Paul L. Caron
Dean




Wednesday, October 13, 2021

Taxing Interstate Remote Workers After New Hampshire v. Massachusetts: The Current Status Of The Debate

Edward A. Zelinsky (Cardozo), Taxing Interstate Remote Workers After New Hampshire v. Massachusetts: The Current Status of the Debate, 25 Fla. Tax Rev. __ (2022):

Florida Tax Review (2021)Under the dormant Commerce Clause, Massachusetts, New York and other states emulating them violate their constitutional duty to apportion when they tax the income nonresident telecommuters earn remotely working at their out-of-state homes. Also for Commerce Clause purposes, nonresident telecommuters lack substantial presence to their employer’s state when such nonresidents work at their out-of-state homes. New Hampshire thus argued correctly in New Hampshire v. Massachusetts that, for Due Process purposes, Massachusetts taxed extraterritorially and unconstitutionally when Massachusetts taxed income earned by nonresident telecommuters from their homes outside Massachusetts’ borders.
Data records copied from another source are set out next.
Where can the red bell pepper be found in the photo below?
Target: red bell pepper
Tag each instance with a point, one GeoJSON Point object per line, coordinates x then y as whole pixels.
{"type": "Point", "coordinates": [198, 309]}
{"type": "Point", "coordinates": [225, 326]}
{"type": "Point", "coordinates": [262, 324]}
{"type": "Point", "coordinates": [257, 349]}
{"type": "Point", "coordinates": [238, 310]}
This issue will now wind its way through the state courts and will hopefully reach the U.S. Supreme Court on the merits.When the Court does confront the constitutional substance of this debate, the Court’s Commerce Clause and Due Process precedents compel protection for nonresident telecommuters who earn income at home. On the days interstate remote workers work at their out-of-state homes, they should not be income taxed by the states in which their employers are located.